Juventude em Marcha

M. Gouveia — 21 Dezembro 2007

juventudeemmarca_72dpi.jpgConforme o MV noticiou, este último filme de Pedro Costa sobre a comunidade cabo-verdiana (cujo título remete para um hino de libertação de Cabo Verde) foi considerado pela Associação de Críticos de Cinema de Los Angeles como o melhor filme independente que estreou este ano nos EUA.

O filme
Ventura veio de Cabo Verde para Portugal em 1972 para trabalhar nas obras. Um dos primeiros a construir uma barraca no bairro das Fontaínhas, no subúrbio lisboeta, deambula agora entre o que resta do bairro e os apartamentos onde os habitantes estão a ser realojados, encontrando filhos, amigos, vizinhos. Figuras reais que vão contando histórias, sabendo que “não há remédio: jamais poderemos deixar de ver”.

Entre o passado e o presente, com a elegância e a delicadeza de um príncipe saído não da aristocracia (como o “Leopardo” de Visconti) mas da classe operária, Ventura confronta-se com o fim do seu mundo: solidariedade familiar e vida comunitária nas ruelas do seu bairro pobre e sujo.
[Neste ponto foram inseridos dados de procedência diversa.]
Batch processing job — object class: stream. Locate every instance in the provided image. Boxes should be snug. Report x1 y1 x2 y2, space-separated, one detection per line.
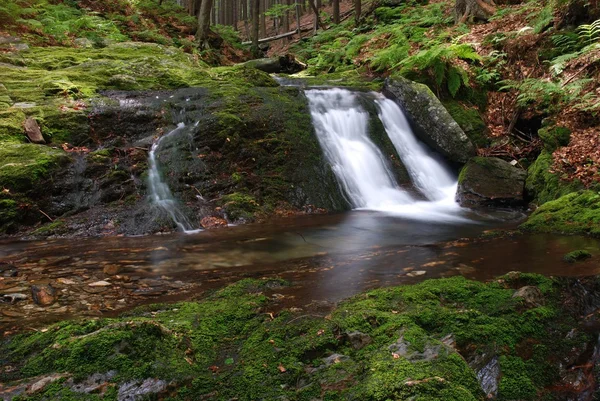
2 210 600 330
Mas muito mais humanizado que a opressiva brancura das paredes sem passado das novas casas, mal construídas e mal planeadas onde ele não se encontra nem encontra nada.
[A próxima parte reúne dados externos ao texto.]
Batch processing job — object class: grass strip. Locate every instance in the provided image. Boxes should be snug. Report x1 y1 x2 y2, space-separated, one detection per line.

Uma carta de Ventura “para mandar saudades”, dita e redita ao longo do filme, é, para Pedro Costa, “um testamento moral e político, uma declaração de guerra”.

Nas filmagens
Pedro Costa passou com o Ventura na Avenida de Berna e ele disse “Fui eu que sentei ali o senhor Gulbenkian e o pinguim” (referia-se à estátua de Calouste Gulbenkian com a figura do deus Horus). Passou três anos a trabalhar nos esgotos, a assentar as lajes do chão do Centro de Arte Moderna, a limpar o jardim, mas, agora, o Segurança não o queria deixar entrar. Acompanhado por Pedro Costa, entrou e fez uma visita ao museu. Tendo-lhe pedido que escolhesse um quadro, ele apontou para “A fuga para o Egipto”, do grande pintor flamengo Rubens (1577-1640) e Pedro Costa filmou: “o Ventura olha para ele, mas não é só o quadro que ele vê. Vê também o cimento da parede que o está a segurar e que ele se orgulha de ter construído”. (Nessa cena do filme, o filho de Ventura é Segurança e explica como o trabalho é diferente num hipermercado dos subúrbios e naquele museu. A diferença entre o uso de “mão de ferro” e de “mão de ferro com luvas brancas”).

Coincidência ou não, Rubens dizia: “Não pinto para o marchand da Côte d’Azur, pinto para o operário que está a construir aquela casa ali em frente, mesmo sabendo que ele provavelmente não vai querer o meu quadro”.

Os actores
“As pessoas com quem fiz o filme estão desempregadas. Estão sempre à procura de emprego, às vezes arranjam, mas dois dias depois são despedidos. Com as filmagens, eles voltam não só a ganhar dinheiro como, acho eu, voltam a pensar, a sentir a reflectir. Quando eles estão a trabalhar, em trabalhos tão pesados (são pedreiros, etc), é um trabalho tão duro que é difícil uma pessoa manter-se viva” (Pedro Costa).